Inicialmente alerto o leitor, que o intuito
desta crônica não se apresenta assentada em pressupostos ideológicos, de
afirmação de um governo em contraposição a outro governo. Não se trata de
apontar que determinada forma de governo estava certa e, por oposto outra
estava errada. Optar por estas formas de análise é ficar preso a pressupostos
maniqueístas, imediatistas, que impedem a compreensão de movimentos, de
continuidades e descontinuidades, que nos situam no tempo presente em suas
possibilidades e contradições.
Também
não se trata de tomar a figura do governante de forma isolada (mesmo que se
tenha presente a importância que certos homens e mulheres no exercício de suas
faculdades e decisões políticas tenham no curso dos acontecimentos),
desconsiderando concepções e influências que os circunscrevem em determinados
contextos e posicionamentos. Trata-se,
sobretudo, de questionar: se de fato estamos diante do esgotamento de um ciclo
político e econômico? E, se tal condição é uma especificidade da trajetória da
sociedade brasileira? Ou, em que medida é decorrência de esgotamento político e
econômico perceptível também em âmbito global?

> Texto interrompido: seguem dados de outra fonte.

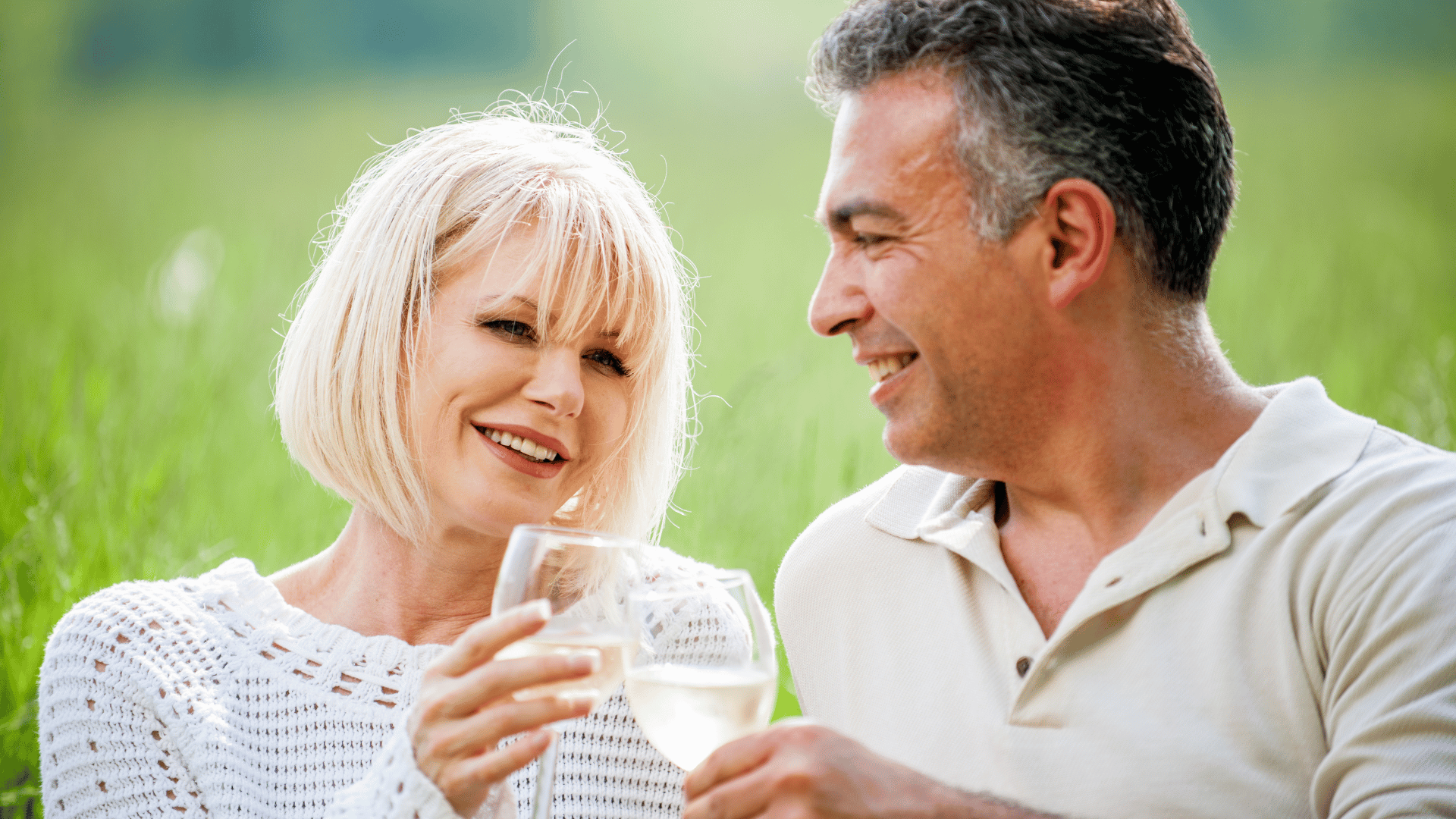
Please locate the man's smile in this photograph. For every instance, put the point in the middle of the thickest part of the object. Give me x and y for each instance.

Partiremos do argumento de que o sociólogo
Fernando Henrique Cardoso, um dos autores nos anos 60 da “Teoria da
Dependência”, eleito presidente em 1994, tenha se empenhado em integrar o
Brasil na nova ordem econômica e política global em curso desde os anos 70 do
século XX. Assim, a implantação do Plano
Real, acompanhado da reforma do Estado brasileiro (Bresser Pereira), com
extensa pauta de privatizações, com a regulamentação do sistema bancário
brasileiro, com investimentos na educação fundamental com intuito de
universalização, entre outras iniciativas tenha se apresentado como iniciativas
de inserção do Brasil na nova divisão internacional da economia política
globalizada. Talvez se possa dizer que
aposta do governo Fernando Henrique era de que as precariedades que
caracterizam historicamente a sociedade brasileira pudessem ser superadas a
médio e longo prazo pela própria dinâmica competitiva e, por decorrência das
exigências do capitalismo cognitivo e
globalizado em curso no plano internacional. Ou seja, alinhando e inserindo o
Estado e, por extensão o país na dinâmica da globalização nossas contradições
seriam aos poucos superadas por meio dos imperativos decorrentes da nova ordem.
Porém, é preciso ter presente que este modelo de inserção do Brasil na dinâmica
econômica global implicou por parte do Estado brasileiro a oferta de garantias
de contratos de remuneração do capital estrangeiro investido aqui, bem como na
abertura do mercado brasileiro à segmentos produtivos globais.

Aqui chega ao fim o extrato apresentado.